I know I should eat something, but my stomach is still messed up over what happened with Taylor last night. I fill a spoon with cereal, then lower it back into the bowl. My parents are reading the paper at the table in the kitchen, and when my dad gets up to get his briefcase from the other room, my mom clears her throat and turns to me.

“Caitlin,” she says in her school-principal voice, “I’m glad to see that you’re spending some time with new people. It’s important for you to make new friends. I do want to ask, though—and this isn’t a big deal, it’s just something your dad and I decided—that I’d like you to keep your door open when you have Taylor over. Or any boy. It doesn’t have to be wide open, just open a little.”

I stare at my cranberry-almond crunch getting soggy in the milk.

“Why?”

My mom’s newspaper rustles. “It’s just the appropriate thing to do. We trust you, we just also know what it’s like to be your age. It’s fine for you and Taylor to enjoy each other’s company.” She pauses. “It’s even fine to kiss, or make out, or whatever you want to call it. Just as long as you keep the door open to keep you from getting carried away.”

I feel this pinch in my gut and, for a brief moment, I want to tell my mom what I did, but the feeling leaves immediately.

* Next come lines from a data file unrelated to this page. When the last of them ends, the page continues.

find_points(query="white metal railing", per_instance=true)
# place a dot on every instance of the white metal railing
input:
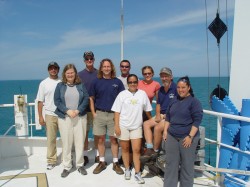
(30, 117)
(218, 143)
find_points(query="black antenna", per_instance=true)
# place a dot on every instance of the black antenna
(217, 28)
(21, 90)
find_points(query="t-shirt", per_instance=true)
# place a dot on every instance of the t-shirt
(165, 97)
(105, 91)
(130, 106)
(46, 95)
(150, 89)
(87, 77)
(182, 114)
(124, 81)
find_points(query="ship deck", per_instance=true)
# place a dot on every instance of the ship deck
(23, 163)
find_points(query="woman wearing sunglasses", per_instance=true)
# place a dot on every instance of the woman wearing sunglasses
(181, 135)
(150, 86)
(128, 107)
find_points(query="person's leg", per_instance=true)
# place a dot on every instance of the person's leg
(136, 147)
(187, 164)
(125, 152)
(172, 162)
(114, 143)
(99, 130)
(51, 132)
(147, 127)
(66, 132)
(158, 130)
(79, 137)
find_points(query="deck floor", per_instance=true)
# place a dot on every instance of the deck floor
(31, 171)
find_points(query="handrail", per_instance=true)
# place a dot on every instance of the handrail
(231, 116)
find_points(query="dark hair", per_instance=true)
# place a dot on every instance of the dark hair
(125, 61)
(67, 67)
(147, 67)
(132, 75)
(100, 73)
(187, 81)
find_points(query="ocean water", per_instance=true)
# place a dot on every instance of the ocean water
(202, 87)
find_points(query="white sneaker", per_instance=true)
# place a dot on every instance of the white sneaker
(50, 166)
(139, 179)
(127, 174)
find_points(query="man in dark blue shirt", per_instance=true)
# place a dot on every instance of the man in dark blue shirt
(166, 93)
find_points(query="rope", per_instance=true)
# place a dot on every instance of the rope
(208, 83)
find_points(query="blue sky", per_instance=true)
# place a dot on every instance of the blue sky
(158, 33)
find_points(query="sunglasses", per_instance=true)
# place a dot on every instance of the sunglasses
(124, 66)
(87, 59)
(147, 74)
(133, 82)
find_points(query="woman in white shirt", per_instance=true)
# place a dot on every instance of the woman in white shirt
(128, 107)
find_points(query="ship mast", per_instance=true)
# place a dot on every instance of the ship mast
(122, 30)
(239, 78)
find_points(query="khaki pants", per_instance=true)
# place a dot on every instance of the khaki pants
(51, 132)
(73, 132)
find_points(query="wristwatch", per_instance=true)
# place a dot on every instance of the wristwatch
(190, 136)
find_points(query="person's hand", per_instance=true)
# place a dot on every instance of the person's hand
(165, 134)
(117, 131)
(41, 121)
(71, 113)
(157, 118)
(187, 141)
(75, 113)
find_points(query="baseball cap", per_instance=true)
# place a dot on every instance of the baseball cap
(53, 64)
(88, 53)
(166, 70)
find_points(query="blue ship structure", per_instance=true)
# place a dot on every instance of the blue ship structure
(234, 133)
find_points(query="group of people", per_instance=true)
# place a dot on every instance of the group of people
(120, 107)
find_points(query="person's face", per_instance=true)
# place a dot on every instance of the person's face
(147, 74)
(106, 68)
(125, 68)
(132, 84)
(165, 79)
(53, 71)
(183, 89)
(89, 61)
(70, 75)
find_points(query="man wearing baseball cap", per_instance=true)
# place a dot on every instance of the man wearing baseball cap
(87, 75)
(166, 93)
(45, 98)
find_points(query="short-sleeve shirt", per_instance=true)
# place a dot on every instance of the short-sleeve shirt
(150, 89)
(46, 95)
(130, 106)
(87, 77)
(165, 97)
(105, 92)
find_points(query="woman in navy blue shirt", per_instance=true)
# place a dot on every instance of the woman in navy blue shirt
(181, 135)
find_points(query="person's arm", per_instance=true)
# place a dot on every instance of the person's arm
(187, 141)
(165, 131)
(92, 106)
(40, 113)
(117, 125)
(158, 113)
(83, 105)
(148, 114)
(57, 100)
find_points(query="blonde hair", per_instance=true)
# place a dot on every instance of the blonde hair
(67, 67)
(147, 67)
(100, 73)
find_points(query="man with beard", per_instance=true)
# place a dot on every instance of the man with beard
(165, 94)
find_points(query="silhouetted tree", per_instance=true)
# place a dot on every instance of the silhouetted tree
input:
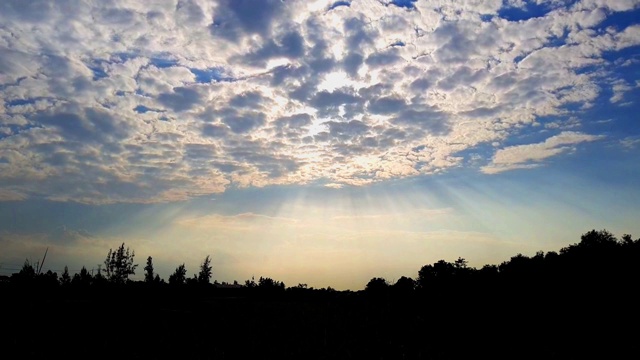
(204, 276)
(83, 278)
(65, 278)
(179, 277)
(119, 265)
(148, 271)
(404, 285)
(376, 285)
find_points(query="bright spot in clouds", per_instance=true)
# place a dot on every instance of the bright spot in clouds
(129, 103)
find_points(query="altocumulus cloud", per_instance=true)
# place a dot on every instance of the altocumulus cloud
(131, 101)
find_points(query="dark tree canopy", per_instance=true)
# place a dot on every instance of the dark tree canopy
(119, 265)
(204, 276)
(179, 276)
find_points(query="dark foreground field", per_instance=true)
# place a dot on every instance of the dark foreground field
(318, 324)
(580, 303)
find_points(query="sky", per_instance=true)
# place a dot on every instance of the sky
(315, 142)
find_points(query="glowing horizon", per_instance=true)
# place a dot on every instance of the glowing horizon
(318, 142)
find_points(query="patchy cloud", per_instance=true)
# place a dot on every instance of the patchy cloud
(530, 155)
(148, 102)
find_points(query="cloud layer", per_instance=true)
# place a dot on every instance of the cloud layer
(128, 101)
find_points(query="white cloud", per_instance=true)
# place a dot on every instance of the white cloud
(130, 101)
(530, 155)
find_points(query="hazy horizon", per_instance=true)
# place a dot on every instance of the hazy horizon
(317, 142)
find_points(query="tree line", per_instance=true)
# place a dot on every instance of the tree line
(576, 303)
(597, 257)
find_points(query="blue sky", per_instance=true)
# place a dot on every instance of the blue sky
(319, 142)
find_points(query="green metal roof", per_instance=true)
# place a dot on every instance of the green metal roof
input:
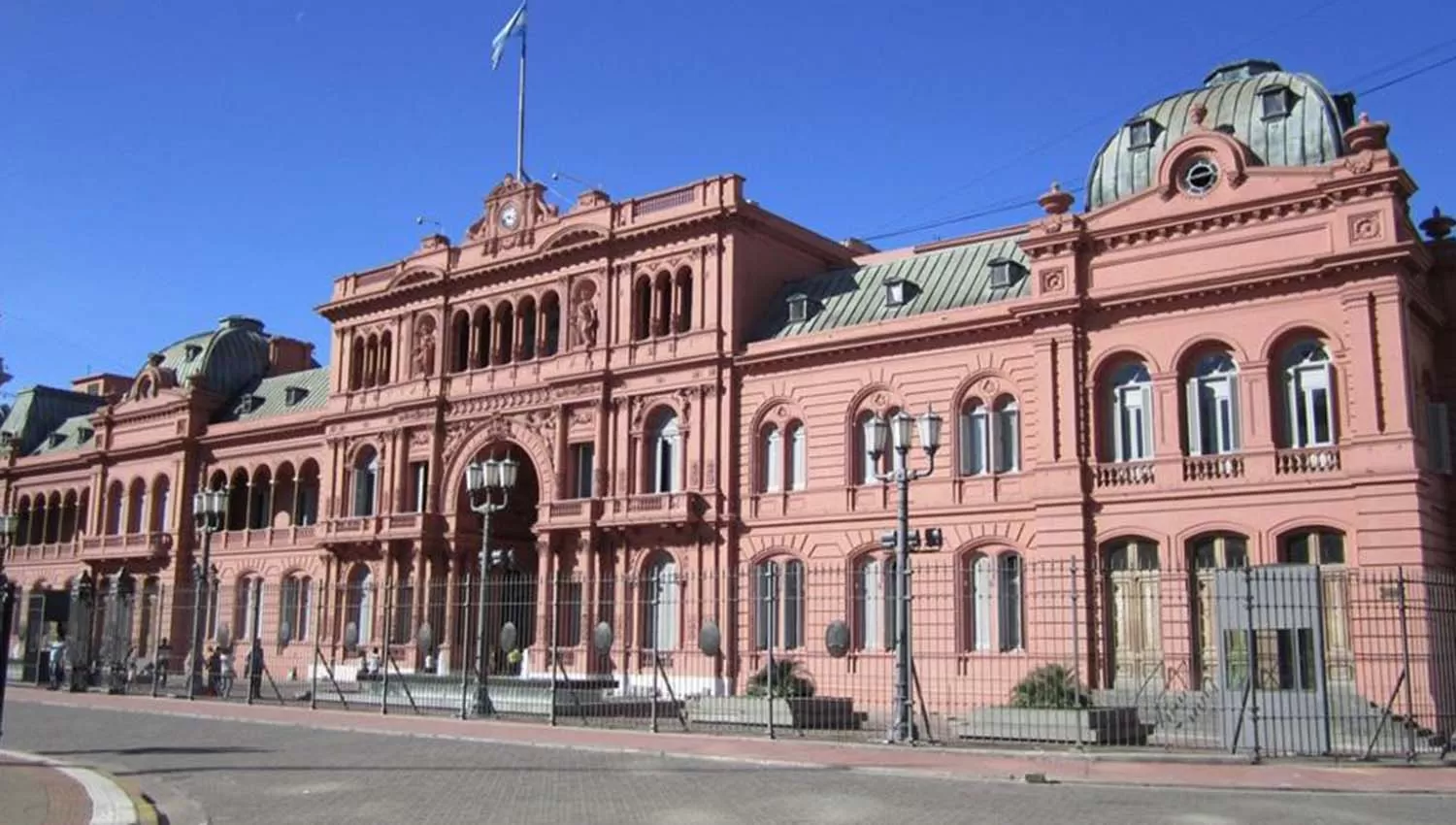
(1310, 134)
(73, 434)
(943, 280)
(40, 411)
(267, 398)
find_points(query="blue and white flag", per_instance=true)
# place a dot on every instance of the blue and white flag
(514, 26)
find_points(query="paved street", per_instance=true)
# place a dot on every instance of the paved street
(250, 773)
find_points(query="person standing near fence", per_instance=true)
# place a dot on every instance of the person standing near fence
(255, 671)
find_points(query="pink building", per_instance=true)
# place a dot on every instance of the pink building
(1229, 357)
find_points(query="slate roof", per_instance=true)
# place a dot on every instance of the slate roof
(1310, 134)
(40, 411)
(943, 280)
(267, 398)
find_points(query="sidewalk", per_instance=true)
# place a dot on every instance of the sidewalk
(1156, 770)
(41, 792)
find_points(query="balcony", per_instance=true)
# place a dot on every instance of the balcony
(131, 545)
(1123, 475)
(264, 539)
(1213, 467)
(571, 512)
(1307, 460)
(657, 508)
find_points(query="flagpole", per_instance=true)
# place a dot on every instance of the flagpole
(520, 114)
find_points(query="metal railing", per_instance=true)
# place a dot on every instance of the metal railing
(1267, 661)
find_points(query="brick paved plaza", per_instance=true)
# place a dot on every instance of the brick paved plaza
(249, 773)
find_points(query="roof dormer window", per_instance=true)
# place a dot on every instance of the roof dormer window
(1005, 273)
(1275, 102)
(897, 291)
(1142, 133)
(798, 308)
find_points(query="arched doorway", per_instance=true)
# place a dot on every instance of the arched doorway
(510, 592)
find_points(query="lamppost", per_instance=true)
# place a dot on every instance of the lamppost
(483, 480)
(897, 428)
(8, 525)
(209, 510)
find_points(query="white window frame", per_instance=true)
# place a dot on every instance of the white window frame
(772, 460)
(1132, 413)
(1211, 399)
(1307, 373)
(666, 451)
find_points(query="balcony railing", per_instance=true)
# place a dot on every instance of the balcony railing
(1124, 475)
(1213, 467)
(130, 545)
(1307, 460)
(657, 508)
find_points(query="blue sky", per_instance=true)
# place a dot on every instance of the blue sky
(171, 162)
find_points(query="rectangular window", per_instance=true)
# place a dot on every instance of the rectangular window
(418, 484)
(582, 455)
(1439, 441)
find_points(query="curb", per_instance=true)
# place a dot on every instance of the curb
(111, 804)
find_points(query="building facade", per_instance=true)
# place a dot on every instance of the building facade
(1229, 357)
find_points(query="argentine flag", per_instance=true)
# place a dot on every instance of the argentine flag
(514, 26)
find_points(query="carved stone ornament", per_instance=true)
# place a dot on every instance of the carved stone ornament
(1053, 280)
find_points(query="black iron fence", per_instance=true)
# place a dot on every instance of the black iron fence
(1264, 661)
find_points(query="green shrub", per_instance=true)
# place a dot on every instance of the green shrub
(788, 679)
(1050, 685)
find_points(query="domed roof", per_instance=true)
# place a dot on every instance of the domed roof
(1283, 116)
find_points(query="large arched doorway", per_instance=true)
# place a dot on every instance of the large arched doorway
(510, 592)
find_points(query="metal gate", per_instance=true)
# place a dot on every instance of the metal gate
(1272, 659)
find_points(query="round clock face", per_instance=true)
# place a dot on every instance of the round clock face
(510, 215)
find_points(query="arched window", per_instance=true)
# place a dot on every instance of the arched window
(874, 607)
(778, 618)
(772, 458)
(1309, 414)
(372, 361)
(1009, 603)
(527, 311)
(136, 507)
(1318, 545)
(386, 354)
(504, 334)
(1130, 413)
(366, 480)
(663, 311)
(357, 364)
(798, 455)
(664, 452)
(550, 325)
(643, 309)
(160, 495)
(683, 319)
(360, 610)
(482, 337)
(460, 343)
(660, 604)
(978, 592)
(248, 614)
(1211, 405)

Instead I say, “My friend Dylan’s a lesbian, so do I have to leave the door open when she’s over, too?” It comes out all snappy, and I feel kind of bad, because my mom’s obviously trying to be nice about this.

She sighs. “Well, honey, are you a lesbian?”

“No.”

“Well, then I think you can leave the door closed.”

“Okay,” I say, trying to sound kinder. “Sounds fair.”

12

I can’t go to precalc. I’ve tried all morning to gather the courage, but there is no possible way I can face Taylor right now.

When second period ends I go up to my locker. A few minutes pass and then the bell for third period rings and everyone disappears from the hallways. I swing my locker door back and forth. I stare at Ingrid’s picture and wonder if I could find that hill again. I head down to the bathroom.